Au début de mes études musicales, mon pater me fut un excellent professeur et je commençais intelligemment la lecture musicale et le déchiffrage. Il n’y avait chez nous qu’un vieil harmonium poussif et inutilisable et ce fut indispensable de me trouver un piano pour des études musicales sérieuses. Heureusement que ce temps-là, pour parfaire leurs chants grégoriens, certains prêtres de la paroisse venaient parfois consulter mon père qui y excellait. Un jour le Père Neyrolles, un saint jésuite, toujours animé d’une générosité céleste, nous fit envoyer un vieux piano avec des touches dénudées. Mon père le fit retaper par un ami luthier et ce fut mon premier piano et le début d’une merveilleuse aventure pianistique et musicale.
Avec discipline je m’y mettais à l’école pédagogique des fameuses méthodes du piano de « Carpentier », « Czerny » et de bien d’autres. Gammes, arpèges, exercices de tierces, de sixtes, d’octaves, répétés mille fois, me firent vaincre certaines difficultés techniques en consolidant l’énergie des doigts, la vélocité et l’indépendance des mains. Malgré la vétusté de ce piano je m’efforçais de maîtriser le doigté pour exprimer le sentiment que dans le fond de mon coeur je ressentais. Lentement mais sûrement il se forgeait une relation, presque sensuelle, entre cet instrument et moi. L’intelligence des doigts, mêlée d’une sensibilité expressive pour traduire avec le plus de réalité possible ce que le compositeur veut transmettre aux dilettantes, fut, disons, concluante à travers cette relation avec le piano.
Comme sorti des langes, je commençais alors à améliorer mon jeu librement par une expression artistique et rythmique. L’interprétation de l’essence esthétique et les élans poétiques d’un morceau, demande un travail assidu pour acquérir du talent et atteindre le stade où l’on ne joue plus du piano mais avec le piano…

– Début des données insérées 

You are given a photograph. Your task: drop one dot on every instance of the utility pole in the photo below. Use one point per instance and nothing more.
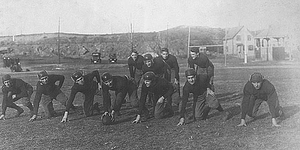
(131, 36)
(189, 39)
(58, 37)
(245, 46)
(225, 49)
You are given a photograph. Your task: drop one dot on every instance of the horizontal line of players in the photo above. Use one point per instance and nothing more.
(160, 83)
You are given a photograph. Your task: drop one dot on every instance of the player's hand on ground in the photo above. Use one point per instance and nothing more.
(181, 122)
(33, 118)
(243, 123)
(210, 92)
(2, 117)
(274, 123)
(176, 81)
(65, 118)
(137, 119)
(160, 100)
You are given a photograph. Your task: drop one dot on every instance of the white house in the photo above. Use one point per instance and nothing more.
(239, 42)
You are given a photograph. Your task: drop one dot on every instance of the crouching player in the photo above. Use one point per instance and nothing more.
(200, 88)
(87, 86)
(47, 90)
(162, 92)
(122, 85)
(14, 89)
(257, 90)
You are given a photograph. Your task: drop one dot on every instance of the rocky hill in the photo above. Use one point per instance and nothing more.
(82, 45)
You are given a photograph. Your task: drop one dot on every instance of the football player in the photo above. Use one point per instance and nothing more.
(47, 90)
(87, 86)
(15, 89)
(162, 95)
(121, 85)
(257, 90)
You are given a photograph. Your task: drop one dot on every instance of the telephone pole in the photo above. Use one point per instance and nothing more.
(58, 40)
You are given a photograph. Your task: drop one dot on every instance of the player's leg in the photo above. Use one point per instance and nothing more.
(132, 94)
(48, 106)
(14, 106)
(201, 107)
(257, 103)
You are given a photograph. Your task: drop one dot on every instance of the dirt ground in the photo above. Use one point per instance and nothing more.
(89, 133)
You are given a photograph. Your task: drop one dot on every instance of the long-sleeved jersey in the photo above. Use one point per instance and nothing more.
(135, 64)
(50, 89)
(266, 92)
(119, 84)
(159, 67)
(160, 87)
(201, 61)
(198, 88)
(18, 87)
(171, 60)
(88, 87)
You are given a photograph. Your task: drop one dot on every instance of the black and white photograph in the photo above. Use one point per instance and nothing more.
(150, 74)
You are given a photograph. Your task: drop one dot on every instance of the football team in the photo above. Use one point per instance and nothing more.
(160, 88)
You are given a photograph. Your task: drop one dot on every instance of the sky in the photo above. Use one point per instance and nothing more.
(116, 16)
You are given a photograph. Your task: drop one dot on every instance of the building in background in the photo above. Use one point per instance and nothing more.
(239, 42)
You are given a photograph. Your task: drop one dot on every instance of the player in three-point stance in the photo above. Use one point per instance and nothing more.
(88, 87)
(121, 85)
(47, 90)
(162, 97)
(257, 90)
(203, 97)
(15, 89)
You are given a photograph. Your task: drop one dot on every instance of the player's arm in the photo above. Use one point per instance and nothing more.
(185, 97)
(23, 89)
(130, 67)
(69, 104)
(176, 69)
(36, 101)
(144, 93)
(106, 98)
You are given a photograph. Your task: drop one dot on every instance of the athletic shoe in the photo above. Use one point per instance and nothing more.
(19, 112)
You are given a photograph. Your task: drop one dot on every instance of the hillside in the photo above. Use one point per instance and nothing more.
(81, 45)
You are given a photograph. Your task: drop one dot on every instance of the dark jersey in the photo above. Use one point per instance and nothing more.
(161, 87)
(171, 60)
(119, 84)
(159, 67)
(135, 64)
(201, 61)
(89, 86)
(18, 87)
(266, 92)
(198, 88)
(50, 89)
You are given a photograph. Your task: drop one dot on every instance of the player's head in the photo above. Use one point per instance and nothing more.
(149, 78)
(107, 79)
(148, 60)
(106, 119)
(134, 54)
(190, 75)
(194, 52)
(6, 80)
(43, 77)
(164, 53)
(256, 80)
(77, 77)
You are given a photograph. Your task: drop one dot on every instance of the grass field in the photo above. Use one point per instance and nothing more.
(89, 133)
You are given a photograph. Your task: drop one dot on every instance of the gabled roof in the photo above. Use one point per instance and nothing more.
(272, 32)
(232, 32)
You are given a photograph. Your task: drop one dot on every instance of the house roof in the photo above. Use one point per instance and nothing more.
(232, 32)
(272, 32)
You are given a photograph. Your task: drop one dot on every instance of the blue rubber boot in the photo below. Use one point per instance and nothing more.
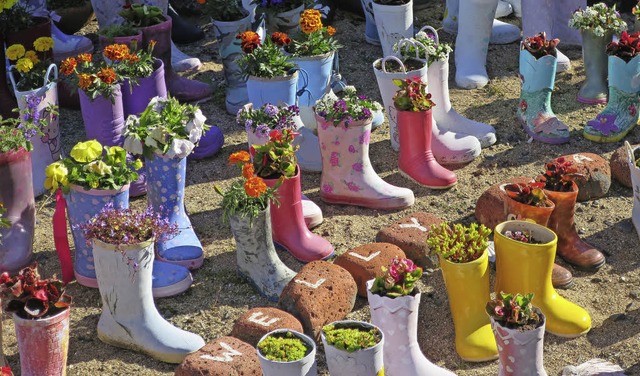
(165, 193)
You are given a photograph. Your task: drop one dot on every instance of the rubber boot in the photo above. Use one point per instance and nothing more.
(594, 89)
(570, 247)
(182, 88)
(398, 320)
(165, 193)
(129, 316)
(416, 160)
(501, 32)
(443, 113)
(534, 107)
(527, 267)
(468, 290)
(257, 258)
(622, 112)
(288, 227)
(16, 195)
(347, 174)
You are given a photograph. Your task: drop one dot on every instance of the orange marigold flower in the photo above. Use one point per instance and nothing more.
(107, 75)
(68, 65)
(239, 157)
(255, 186)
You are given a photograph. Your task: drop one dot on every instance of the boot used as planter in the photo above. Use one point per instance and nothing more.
(289, 229)
(16, 194)
(622, 112)
(534, 107)
(129, 316)
(256, 256)
(359, 361)
(398, 319)
(527, 267)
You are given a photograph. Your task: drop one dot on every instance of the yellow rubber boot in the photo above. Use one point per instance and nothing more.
(468, 290)
(524, 268)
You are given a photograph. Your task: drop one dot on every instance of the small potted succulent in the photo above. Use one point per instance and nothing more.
(464, 260)
(519, 330)
(40, 310)
(285, 352)
(353, 348)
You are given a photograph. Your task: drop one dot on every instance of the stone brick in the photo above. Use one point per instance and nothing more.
(225, 356)
(410, 234)
(366, 261)
(259, 321)
(318, 295)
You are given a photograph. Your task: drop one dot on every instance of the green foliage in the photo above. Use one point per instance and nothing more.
(459, 244)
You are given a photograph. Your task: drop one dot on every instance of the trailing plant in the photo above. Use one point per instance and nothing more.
(398, 279)
(314, 39)
(266, 59)
(539, 46)
(459, 244)
(598, 19)
(92, 166)
(514, 311)
(277, 157)
(249, 196)
(31, 297)
(412, 95)
(166, 127)
(348, 109)
(283, 347)
(351, 337)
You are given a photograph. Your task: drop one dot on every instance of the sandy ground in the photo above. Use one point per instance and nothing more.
(219, 295)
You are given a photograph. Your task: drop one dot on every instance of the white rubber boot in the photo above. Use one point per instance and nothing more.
(129, 316)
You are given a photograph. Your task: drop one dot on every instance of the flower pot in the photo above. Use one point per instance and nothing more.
(367, 361)
(16, 194)
(43, 344)
(394, 22)
(303, 367)
(82, 205)
(388, 89)
(520, 352)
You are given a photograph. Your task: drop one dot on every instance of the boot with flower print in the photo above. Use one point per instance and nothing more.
(534, 108)
(347, 175)
(621, 113)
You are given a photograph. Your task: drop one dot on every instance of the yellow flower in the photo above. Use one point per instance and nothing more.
(43, 44)
(56, 176)
(15, 51)
(86, 151)
(24, 65)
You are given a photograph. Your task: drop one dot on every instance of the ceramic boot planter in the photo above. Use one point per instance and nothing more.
(288, 227)
(165, 192)
(394, 22)
(571, 248)
(303, 367)
(229, 51)
(43, 344)
(468, 290)
(623, 108)
(520, 352)
(256, 256)
(369, 361)
(347, 174)
(527, 267)
(398, 320)
(534, 107)
(129, 316)
(16, 194)
(501, 32)
(48, 147)
(416, 160)
(594, 89)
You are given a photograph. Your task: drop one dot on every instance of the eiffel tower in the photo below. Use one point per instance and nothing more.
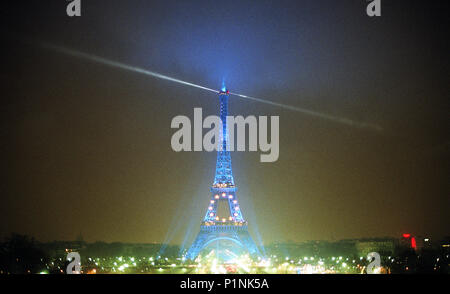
(230, 227)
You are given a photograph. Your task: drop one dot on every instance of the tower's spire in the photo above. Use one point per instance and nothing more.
(224, 174)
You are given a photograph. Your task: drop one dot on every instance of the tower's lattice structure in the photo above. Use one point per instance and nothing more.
(231, 225)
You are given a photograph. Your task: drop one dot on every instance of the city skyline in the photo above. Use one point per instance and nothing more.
(87, 146)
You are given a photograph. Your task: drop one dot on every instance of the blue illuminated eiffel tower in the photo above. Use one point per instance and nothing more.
(230, 227)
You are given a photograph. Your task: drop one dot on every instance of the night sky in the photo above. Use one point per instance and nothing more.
(86, 147)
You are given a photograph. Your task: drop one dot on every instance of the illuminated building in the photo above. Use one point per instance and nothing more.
(231, 227)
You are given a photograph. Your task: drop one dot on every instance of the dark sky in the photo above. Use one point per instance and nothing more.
(86, 147)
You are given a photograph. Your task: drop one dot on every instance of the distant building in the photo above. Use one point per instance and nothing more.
(385, 247)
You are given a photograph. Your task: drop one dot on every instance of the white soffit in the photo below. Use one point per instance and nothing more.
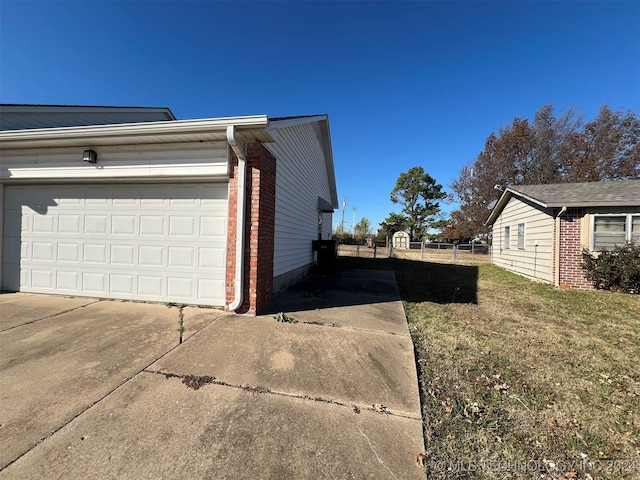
(249, 129)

Lors de mes études de Chef d’Orchestre à Londres, j’en profitais pour parfaire mon interprétation au piano, surtout le phrasé, les nuances, les couleurs et le bon usage des pédales. J’eus un excellent professeur qui m’initia au répertoire connu de Chopin, Beethoven, Debussy et de bien d’autres auteurs. En toute modestie, au terme de ces études, suivies d’un dur examen, j’obtins ma licence de professeur de piano. Qu’une petite digression pour faire comprendre que la profession de Chef d’Orchestre, même pour un pianiste, ne s’improvise pas, comme, hélas, on en voit des parvenus ces jours-ci, même à l’orchestre de la Police. Le professionnalisme dans la direction d’orchestre, nécessite des études approfondies et spécialisées dans diverses disciplines orchestrales et culturelles. Je reçus la baguette de Chef d’Orchestre qu’après de longs et rigoureux examens écrits et pratiques, avec l’immense honneur, sans aucune suffisance, d’obtenir le Professors’ Prize.